2. Description of Related Art
Media stations can broadcast media content to end-users via FM, AM, Television, Cable, Satellite, or the Internet. Some media stations are “commercial free,” but require end-users to pay a periodic fee to receive that station's broadcast or stream. Other media stations broadcast content without charge to the end-users, but receive revenue from the sale of broadcast time, commonly referred to as “inventory.”
Various automated inventory management systems are available, and these systems typically map orders to available inventory using traditional factors such as demo/price efficiency, market and station balance, and fair and equal rotation. The mapping performed by current systems is generally a simple binary association, and once assigned to a unit of inventory, the mapping is fixed, and cannot change unless the automated system is bypassed and manual intervention is taken. The mapping of orders to inventory is performed on a first-come, first-served basis, and is generally performed at the time a new order is placed. Thus, once an order is mapped to a particular unit of inventory, the system makes that unit of inventory unavailable for later-submitted orders.
Additionally, conventional media advertising is based on finite and static data sets. The two primary buyer/seller processes, referred to as planning and campaign copy splitting, are generally third party audience ratings, which are estimates of a listening audience, an estimate of listening audience), and station attributes such as market, format, and time of day. The third party ratings generally change only twice a year, and in most cases broadcasters must manually approve each proposed advertising plan.

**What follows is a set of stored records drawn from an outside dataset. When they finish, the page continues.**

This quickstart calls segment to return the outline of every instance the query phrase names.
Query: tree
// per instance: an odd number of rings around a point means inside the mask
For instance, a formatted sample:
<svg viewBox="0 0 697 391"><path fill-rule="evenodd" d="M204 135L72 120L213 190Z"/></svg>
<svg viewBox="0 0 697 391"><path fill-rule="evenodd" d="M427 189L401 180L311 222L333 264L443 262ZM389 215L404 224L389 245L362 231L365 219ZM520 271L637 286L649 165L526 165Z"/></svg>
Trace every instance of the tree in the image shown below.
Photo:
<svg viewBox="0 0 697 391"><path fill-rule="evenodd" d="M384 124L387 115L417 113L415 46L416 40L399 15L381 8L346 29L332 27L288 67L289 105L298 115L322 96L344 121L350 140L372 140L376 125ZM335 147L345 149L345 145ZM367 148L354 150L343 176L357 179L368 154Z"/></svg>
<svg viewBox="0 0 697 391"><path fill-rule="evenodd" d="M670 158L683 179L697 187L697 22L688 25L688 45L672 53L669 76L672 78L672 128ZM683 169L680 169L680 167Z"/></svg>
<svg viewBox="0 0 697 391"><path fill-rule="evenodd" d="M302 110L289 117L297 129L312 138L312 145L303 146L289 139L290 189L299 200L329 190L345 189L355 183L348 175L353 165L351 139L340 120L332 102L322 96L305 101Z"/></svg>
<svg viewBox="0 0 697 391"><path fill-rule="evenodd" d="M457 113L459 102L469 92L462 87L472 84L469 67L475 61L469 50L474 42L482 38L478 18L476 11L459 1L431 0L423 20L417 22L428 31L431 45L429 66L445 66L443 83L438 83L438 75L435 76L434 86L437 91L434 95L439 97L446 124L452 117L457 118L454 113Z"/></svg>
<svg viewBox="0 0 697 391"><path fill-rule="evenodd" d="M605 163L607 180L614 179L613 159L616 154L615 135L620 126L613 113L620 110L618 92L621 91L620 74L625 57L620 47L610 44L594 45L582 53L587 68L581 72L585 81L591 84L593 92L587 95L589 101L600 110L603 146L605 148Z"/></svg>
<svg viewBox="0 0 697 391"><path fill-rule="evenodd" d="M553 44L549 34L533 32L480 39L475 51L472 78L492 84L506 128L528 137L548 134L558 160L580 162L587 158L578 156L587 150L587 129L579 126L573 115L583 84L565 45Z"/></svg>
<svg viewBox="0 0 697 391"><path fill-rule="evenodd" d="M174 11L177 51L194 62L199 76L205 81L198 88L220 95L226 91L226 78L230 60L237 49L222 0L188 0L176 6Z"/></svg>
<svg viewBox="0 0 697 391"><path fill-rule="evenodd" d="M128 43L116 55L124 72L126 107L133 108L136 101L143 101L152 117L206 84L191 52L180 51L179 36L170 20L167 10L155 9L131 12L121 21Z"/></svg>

Furthermore, proper attribution of advertising can be difficult to demonstrate. For example, if a person hears an advertisement on the radio in his car, he may go home and search for the brand on the Internet, where an advertisement is displayed. In some such cases, the Internet advertisement is given credit for the exposure without taking into account that the radio advertisement should have received at least partial credit for the exposure.
A broadcast network lineup, sometimes referred to as a plan or schedule is generally considered to be a contractual order that the seller and buyer have transacted. It is usually a list of stations, weeks, day parts, and number of spots that the seller will air on behalf of the buyer. Originally broadcasting network lineups were referred to as pre-defined “wired networks.” And to make buying advertising time easier, these wired networks always offered the same lineup, and by extension the same audience. Eventually, a new network product was created to accommodate variation—“unwired networks”. Unwired networks are a customized, unique network plan based on the buyer's specification, or “spec”. A spec or specification is the set of goals the buyer wants to achieve from the media plan, for example the total budget, desired number of impressions, the time period, any station format exclusions, etc. In conventional systems, however, the spec is defined against the same finite and static data sets—third party audience and station attributes.
In both cases (wired and unwired), once the plan (station lineup) is booked or sold, it cannot change—the “spend” is guaranteed and will run as initially defined. This is a traditional limitation because with finite and static data, it is impracticable to change the plan's station lineup during an advertising campaign. Furthermore, in both cases (wired and unwired), the campaign copy rotation is limited to the station's contextual attributes—market, format, time. Besides being limited, it is operationally expensive to manage complicated copy rotation rules.
As discussed above, conventional media inventory sales and management systems, while adequate in many respects, are less than perfect.